DrVD-Bench: Do Vision-Language Models Reason Like Human Doctors in Medical Image Diagnosis?
Journal:
arXiv
Published Date:
May 30, 2025
Abstract
Vision-language models (VLMs) exhibit strong zero-shot generalization on
natural images and show early promise in interpretable medical image analysis.
However, existing benchmarks do not systematically evaluate whether these
models truly reason like human clinicians or merely imitate superficial
patterns. To address this gap, we propose DrVD-Bench, the first multimodal
benchmark for clinical visual reasoning.
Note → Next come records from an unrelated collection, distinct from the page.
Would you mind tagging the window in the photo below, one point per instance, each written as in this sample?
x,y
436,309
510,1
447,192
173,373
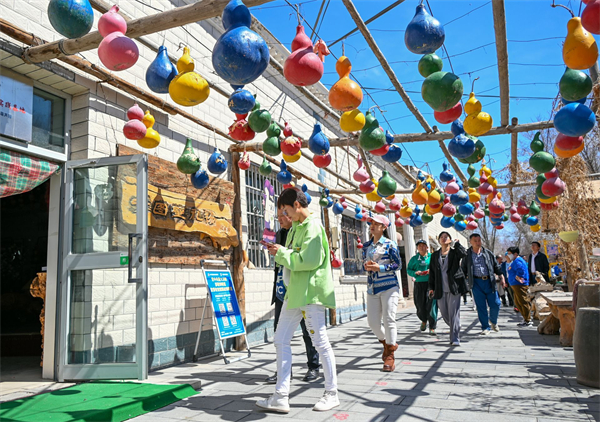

DrVD-Bench consists of three modules:
Visual Evidence Comprehension, Reasoning Trajectory Assessment, and Report
Generation Evaluation, comprising a total of 7,789 image-question pairs. Our
benchmark covers 20 task types, 17 diagnostic categories, and five imaging
modalities-CT, MRI, ultrasound, radiography, and pathology. DrVD-Bench is
explicitly structured to reflect the clinical reasoning workflow from modality
recognition to lesion identification and diagnosis. We benchmark 19 VLMs,
including general-purpose and medical-specific, open-source and proprietary
models, and observe that performance drops sharply as reasoning complexity
increases. While some models begin to exhibit traces of human-like reasoning,
they often still rely on shortcut correlations rather than grounded visual
understanding. DrVD-Bench offers a rigorous and structured evaluation framework
to guide the development of clinically trustworthy VLMs.